14. The method according to claim 9, wherein the silicide layer is created in the form of self-aligned silicide (salicide) layers.

15. The method according to claim 7, wherein a tungsten layer is created on the electrical structure after removal of the auxiliary layer.

16. The method according to claim 4, wherein the bottom region of the opening in the substrate is U-shaped.

17. The method according to claim 2, wherein the dopant of the first and the second doped region is of a first type and the dopant of the third doped region is of a second type which is different from the first type.

18. The method according to claim 17, wherein the first region constitutes a source or a drain region of a transistor, the second region correspondingly constitutes a drain or a source region of the transistor and the third region constitutes a channel region of the transistor.

19. The method according to claim 18, wherein the integrated circuit comprises a storage device and the transistor is a selection transistor of a storage element of the storage device.

20. The method according to claim 18, wherein a plurality of transistors of a plurality of storage elements is fabricated using the method of claim 18, wherein a first conductive line is formed which electrically connects to at least some of the electrical structures of transistors and a second conductive line is formed which electrically connects to at least some of the conductive structures of the transistors.

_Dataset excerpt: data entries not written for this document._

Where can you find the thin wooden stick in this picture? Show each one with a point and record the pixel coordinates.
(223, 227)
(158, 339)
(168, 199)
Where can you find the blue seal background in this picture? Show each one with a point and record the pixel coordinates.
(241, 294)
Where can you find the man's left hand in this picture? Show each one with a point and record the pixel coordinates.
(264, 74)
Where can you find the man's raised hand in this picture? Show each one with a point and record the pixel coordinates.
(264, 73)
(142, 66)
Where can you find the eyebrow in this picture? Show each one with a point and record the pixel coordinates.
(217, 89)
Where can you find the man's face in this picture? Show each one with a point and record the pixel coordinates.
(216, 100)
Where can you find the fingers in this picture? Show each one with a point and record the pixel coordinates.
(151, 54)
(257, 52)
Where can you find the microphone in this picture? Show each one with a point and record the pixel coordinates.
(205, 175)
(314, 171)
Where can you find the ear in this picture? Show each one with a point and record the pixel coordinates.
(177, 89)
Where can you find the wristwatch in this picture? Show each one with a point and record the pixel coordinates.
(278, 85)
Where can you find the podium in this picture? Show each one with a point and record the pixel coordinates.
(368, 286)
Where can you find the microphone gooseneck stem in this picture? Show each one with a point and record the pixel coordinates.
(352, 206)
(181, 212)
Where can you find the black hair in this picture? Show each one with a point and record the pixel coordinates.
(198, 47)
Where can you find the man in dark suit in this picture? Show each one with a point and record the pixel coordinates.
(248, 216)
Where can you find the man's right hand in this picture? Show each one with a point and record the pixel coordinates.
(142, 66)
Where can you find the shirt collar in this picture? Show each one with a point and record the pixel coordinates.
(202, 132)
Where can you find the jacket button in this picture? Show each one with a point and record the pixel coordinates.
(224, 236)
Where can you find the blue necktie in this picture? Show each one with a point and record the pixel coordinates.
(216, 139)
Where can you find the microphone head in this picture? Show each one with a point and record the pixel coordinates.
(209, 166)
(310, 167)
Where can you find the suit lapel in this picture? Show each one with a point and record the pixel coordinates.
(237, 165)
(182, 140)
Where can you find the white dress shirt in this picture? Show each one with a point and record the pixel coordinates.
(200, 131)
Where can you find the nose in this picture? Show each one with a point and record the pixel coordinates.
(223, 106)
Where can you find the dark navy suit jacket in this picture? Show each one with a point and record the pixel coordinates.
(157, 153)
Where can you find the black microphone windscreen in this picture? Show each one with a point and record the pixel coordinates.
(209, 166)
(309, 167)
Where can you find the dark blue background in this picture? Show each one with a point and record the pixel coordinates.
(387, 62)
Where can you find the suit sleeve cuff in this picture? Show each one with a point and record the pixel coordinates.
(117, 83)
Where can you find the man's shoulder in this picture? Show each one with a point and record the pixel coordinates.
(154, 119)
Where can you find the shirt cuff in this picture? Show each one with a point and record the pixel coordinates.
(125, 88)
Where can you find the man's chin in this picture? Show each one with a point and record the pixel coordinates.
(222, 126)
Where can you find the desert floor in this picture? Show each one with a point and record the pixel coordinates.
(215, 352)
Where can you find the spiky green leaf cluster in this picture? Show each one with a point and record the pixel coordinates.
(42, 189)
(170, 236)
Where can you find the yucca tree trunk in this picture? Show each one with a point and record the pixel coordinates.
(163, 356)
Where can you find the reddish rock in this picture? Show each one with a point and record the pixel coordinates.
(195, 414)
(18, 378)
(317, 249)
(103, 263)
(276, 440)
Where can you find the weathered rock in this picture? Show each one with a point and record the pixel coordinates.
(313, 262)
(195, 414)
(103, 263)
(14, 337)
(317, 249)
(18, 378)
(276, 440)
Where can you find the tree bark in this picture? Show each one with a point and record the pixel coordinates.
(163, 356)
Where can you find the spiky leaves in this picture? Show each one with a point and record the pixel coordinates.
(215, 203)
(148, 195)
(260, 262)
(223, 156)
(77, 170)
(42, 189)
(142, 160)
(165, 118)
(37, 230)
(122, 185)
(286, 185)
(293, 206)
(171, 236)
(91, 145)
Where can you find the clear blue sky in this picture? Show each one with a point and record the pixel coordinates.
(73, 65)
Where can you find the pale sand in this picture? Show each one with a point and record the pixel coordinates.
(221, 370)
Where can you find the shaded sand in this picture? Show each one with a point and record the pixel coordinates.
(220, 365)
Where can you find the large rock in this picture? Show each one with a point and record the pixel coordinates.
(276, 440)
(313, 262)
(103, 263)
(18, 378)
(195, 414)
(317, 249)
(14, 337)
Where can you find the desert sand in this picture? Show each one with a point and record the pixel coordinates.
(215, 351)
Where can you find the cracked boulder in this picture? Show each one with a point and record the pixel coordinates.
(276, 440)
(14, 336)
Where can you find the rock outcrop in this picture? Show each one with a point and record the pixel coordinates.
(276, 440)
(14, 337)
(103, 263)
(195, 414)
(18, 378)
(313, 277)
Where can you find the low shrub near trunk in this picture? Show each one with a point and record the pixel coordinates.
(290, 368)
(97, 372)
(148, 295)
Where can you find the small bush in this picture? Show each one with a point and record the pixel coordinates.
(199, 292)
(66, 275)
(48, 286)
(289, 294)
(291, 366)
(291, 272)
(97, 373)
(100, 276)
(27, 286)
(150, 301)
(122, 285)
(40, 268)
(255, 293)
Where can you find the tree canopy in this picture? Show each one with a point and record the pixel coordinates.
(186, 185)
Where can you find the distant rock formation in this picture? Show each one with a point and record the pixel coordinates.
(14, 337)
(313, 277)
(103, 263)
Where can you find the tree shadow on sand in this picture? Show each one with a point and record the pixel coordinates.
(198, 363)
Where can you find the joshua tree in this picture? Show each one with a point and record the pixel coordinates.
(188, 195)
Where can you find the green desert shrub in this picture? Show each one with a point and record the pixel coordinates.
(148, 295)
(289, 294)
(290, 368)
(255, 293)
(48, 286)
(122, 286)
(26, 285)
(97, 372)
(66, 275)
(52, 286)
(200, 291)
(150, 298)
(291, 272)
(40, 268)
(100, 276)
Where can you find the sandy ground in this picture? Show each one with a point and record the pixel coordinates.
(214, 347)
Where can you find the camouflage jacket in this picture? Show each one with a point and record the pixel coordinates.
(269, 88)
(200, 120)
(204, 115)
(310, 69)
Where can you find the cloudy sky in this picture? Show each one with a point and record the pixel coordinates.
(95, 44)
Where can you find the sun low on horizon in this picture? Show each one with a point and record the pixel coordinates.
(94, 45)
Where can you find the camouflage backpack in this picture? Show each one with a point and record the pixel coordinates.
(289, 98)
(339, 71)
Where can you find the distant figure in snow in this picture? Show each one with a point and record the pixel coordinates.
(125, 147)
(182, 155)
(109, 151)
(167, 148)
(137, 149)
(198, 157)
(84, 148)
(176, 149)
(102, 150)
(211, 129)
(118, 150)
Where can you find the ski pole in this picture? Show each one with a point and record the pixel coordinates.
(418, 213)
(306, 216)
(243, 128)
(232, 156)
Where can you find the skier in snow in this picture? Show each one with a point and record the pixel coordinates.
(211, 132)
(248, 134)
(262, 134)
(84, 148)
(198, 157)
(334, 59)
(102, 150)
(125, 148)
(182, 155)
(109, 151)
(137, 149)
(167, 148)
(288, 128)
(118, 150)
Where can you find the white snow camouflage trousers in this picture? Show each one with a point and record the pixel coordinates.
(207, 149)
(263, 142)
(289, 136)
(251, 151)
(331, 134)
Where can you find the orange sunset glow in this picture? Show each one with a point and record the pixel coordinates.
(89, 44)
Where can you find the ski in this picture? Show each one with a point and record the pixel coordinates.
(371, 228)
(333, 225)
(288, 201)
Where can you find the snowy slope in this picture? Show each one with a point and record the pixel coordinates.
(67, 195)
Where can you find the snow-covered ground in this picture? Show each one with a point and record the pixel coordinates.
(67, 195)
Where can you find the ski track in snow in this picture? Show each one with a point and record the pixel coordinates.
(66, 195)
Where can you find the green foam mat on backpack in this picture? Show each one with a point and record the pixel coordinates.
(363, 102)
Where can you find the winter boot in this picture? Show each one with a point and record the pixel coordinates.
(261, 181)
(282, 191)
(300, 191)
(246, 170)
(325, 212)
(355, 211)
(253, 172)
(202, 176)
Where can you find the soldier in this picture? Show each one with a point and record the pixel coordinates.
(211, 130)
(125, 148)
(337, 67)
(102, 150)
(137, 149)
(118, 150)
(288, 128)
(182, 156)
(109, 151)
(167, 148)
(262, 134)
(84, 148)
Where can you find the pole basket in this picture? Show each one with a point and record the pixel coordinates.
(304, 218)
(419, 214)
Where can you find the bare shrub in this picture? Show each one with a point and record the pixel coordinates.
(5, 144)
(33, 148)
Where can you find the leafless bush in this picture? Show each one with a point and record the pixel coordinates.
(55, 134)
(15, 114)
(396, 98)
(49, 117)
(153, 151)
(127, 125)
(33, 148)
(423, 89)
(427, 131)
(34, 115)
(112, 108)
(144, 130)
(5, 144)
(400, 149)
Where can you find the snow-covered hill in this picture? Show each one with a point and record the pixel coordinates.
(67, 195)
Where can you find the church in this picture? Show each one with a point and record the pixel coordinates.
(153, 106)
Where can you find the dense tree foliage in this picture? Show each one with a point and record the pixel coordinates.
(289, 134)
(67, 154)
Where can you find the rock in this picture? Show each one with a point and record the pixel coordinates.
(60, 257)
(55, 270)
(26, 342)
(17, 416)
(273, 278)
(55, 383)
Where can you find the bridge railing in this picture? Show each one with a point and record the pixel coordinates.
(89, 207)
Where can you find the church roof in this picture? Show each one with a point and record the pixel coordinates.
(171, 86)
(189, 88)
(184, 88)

21. The method according to claim 20, wherein a distance between the second conductive line and the substrate is larger than the distance between the first conductive line and the substrate.

22. The method according to claim 19, wherein the storage device comprises at least one support device that interacts with at least one storage element, the support device comprising a transistor that is formed simultaneously with the selection transistor of the storage element.

23. The method according to claim 22, wherein

the transistor of the support device comprises first and second doped regions of a first type and third doped regions of a second type different from the first type,

a contact structure is formed towards the third doped region of the support device transistor; and

an isolating layer is formed on a sidewall of the contact structure simultaneously with the formation of the sidewall layer of the selection transistors.

24. The method according to claim 23, wherein a silicide layer is formed on the contact structure of the support device, the silicide layer being formed simultaneously with the formation of a silicide layer on the conductive structure of the transistor of the storage element.

25. The method according to claim 24, wherein

a first and a second structure adjacent to the support device contact structure provide electrical connections to the first and second doped regions, respectively, and

a silicide layer is created on the first and second structure simultaneously with the formation of the silicide layer on the support device contact structure,

the isolating layer providing an electrical isolation between the silicide layers on the first and second structures of the support device and the silicide layer on the support device contact structure.

26. An integrated circuit, comprising

a substrate having a doped area;

a conductive structure towards the doped area, wherein the conductive structure comprises an extending section that protrudes from the doped region; and

an electrically isolating layer at a sidewall of the extending section.